This story from Haralambi Markov is one of those fantasies you think could be metaphor until the end, when it still could be but you really hope it isn’t.
“Don’t frighten her.”
“I’m frightening her?!” David does all he can to keep his voice low, working on bandaging the wound in a squat. His hands move fast. His touch is unforgiving. “You can drop dead from blood loss any minute now. Don’t talk to me about fear.”
“What do you want me to do, David? I go to therapy. I take the fucking meds. You want me to chain myself to the bed now, too?”
David flinches at that last bit. So the though had crossed his mind.
“It’s five AM and I have work in four hours. I startle every time I don’t feel you next to me. I fear next time I wake up to an empty bed, it’ll be the last. This is fucking unbearable.”
He breaks down. I have never seen him cry like that. Una breathes more laboriously low, on the verge of crying. I comfort them both as I guide them inside the car and take the driver’s seat.
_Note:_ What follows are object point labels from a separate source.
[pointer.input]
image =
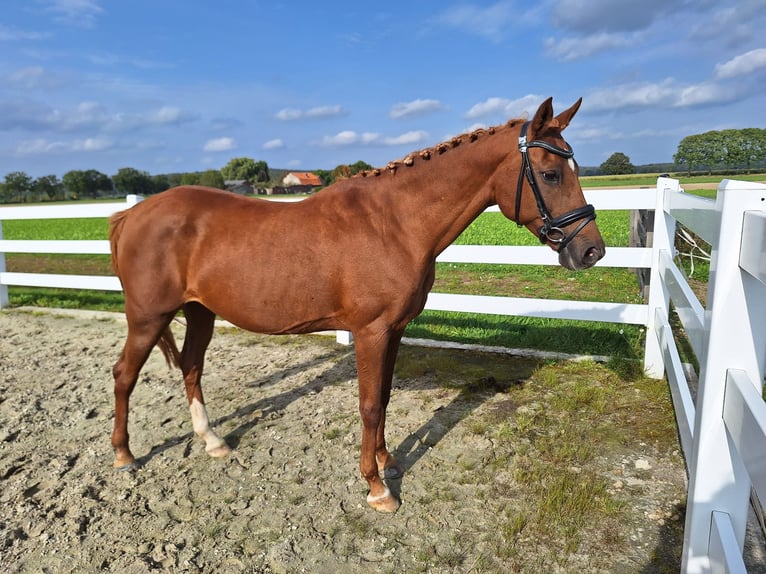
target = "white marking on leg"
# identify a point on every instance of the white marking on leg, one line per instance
(372, 499)
(201, 425)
I drive on the way back and tell my husband everything he needs to hear—slowly and with conviction, a recital of sweet nothings. What I really do is think about the man in the water, my family’s legacy and undoing. The one Una will inherit once I die.
The first time I see Hartrich is when I drown at the age of nine. It’s November and the water is cold, but my chest burns as mother holds me down against the rounded rocks in Lake Constance. We drive out in the late afternoon from our old flat in Wasserburg and by the time we reach the resort houses and tourist attractions painted to look like the houses from old folk tales, it’s already sunset. Windows already sprinkle light in the gathering twilight. Mother says it’s to honor my Father who drowned in the same lake two weeks earlier.
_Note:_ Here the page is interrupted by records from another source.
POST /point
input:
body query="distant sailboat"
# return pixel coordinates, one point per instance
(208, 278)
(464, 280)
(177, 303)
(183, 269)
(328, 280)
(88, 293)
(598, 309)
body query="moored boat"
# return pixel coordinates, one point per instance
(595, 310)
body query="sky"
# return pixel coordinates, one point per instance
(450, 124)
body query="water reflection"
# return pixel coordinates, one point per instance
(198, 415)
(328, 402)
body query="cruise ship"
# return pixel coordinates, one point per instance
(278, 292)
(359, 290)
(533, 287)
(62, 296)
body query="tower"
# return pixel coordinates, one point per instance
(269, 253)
She lies. The first thing she does when we reach the waterline is to grab my ankles and pull so I slam face first in the water. Breath stolen, drowning immediately.
Even though it’s day, the lake’s massive body is dark, or maybe it’s the darkness that creeps in once you run out of breath. I’ve stopped struggling. The violent part is over. Mother has won with the vice–like grip of her hands on my neck, and my arms and legs grow slack as she squeezes out the last of my life. We’re far enough from the houses to conceal what she’s doing and deep enough to catch his attention.
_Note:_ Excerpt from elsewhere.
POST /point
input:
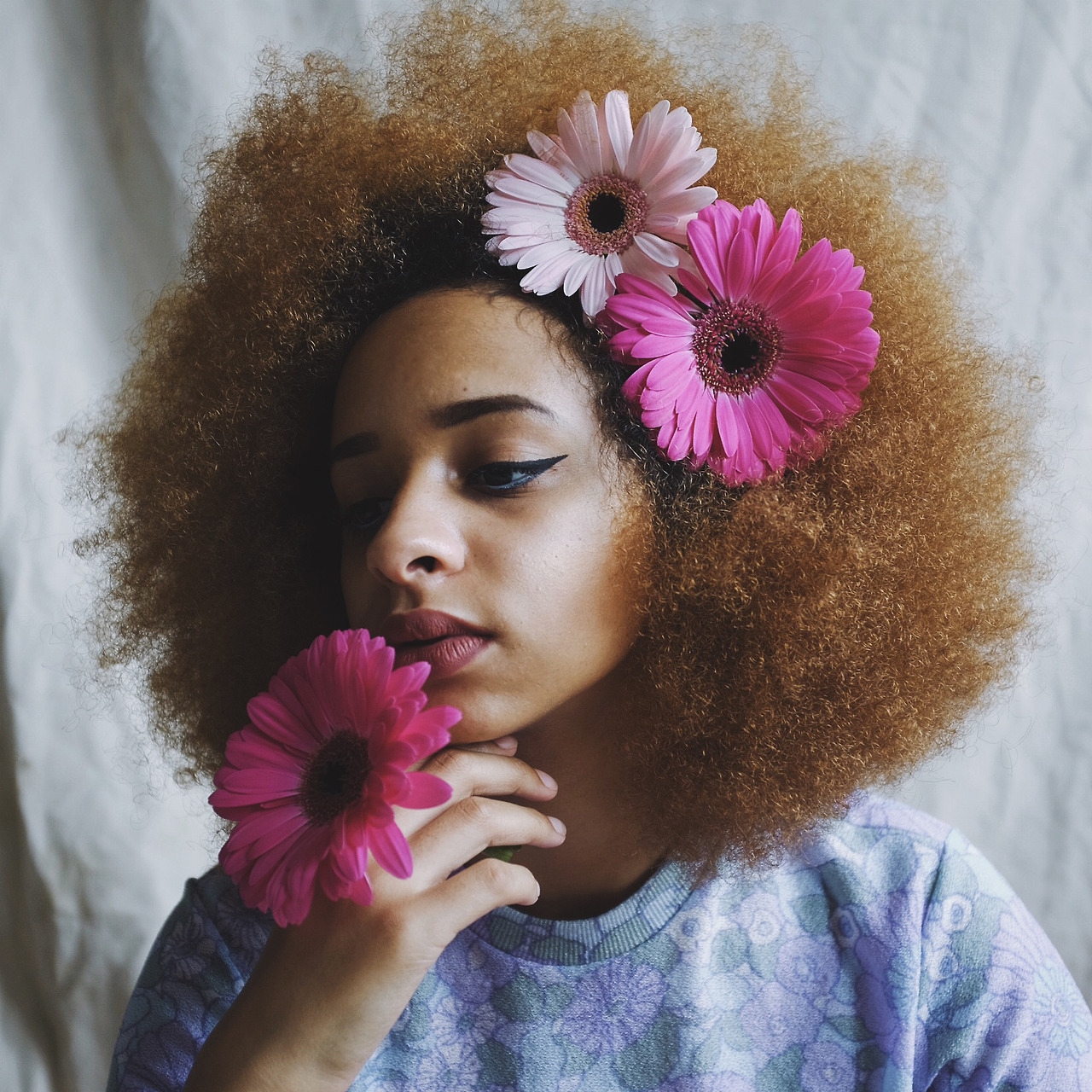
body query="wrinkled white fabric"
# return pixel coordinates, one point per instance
(101, 104)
It’s when she releases me that I catch his face, a shade of white in the depths of the lake, looking at me, biding his time for my mother to retreat so he can come and steal me. Take me to where my father went willingly. His face grows bigger and bigger like a waxing moon on a clear sky.
I don’t mind. This is the last thought I have before I die.
All is pain as I take my first breath anew and I hear my mother scream at the lake, patting my back. Water weighs down my clothes and feels like I’m dragged into the earth.
“It’s done! He drowned! You hear me? He drowned! You have his last breath. You took his father, now leave us alone.”
That’s the first time I hear about my family curse—the bloodline that drowns in the lake.
She’s crying now as she strips me down and there’s nothing else to be heard in the night—her sobbing and my teeth chattering as she strips me from my wet clothes and towels me in the open. The sun has set for quite some time now and the only light crawls from the houses in the distance.
I stare into the illumination until my eyes sting. Until his face has been burned clean from my memory. For years, I pretend I don’t know what he looks like and he pretends I’m safe from his curse.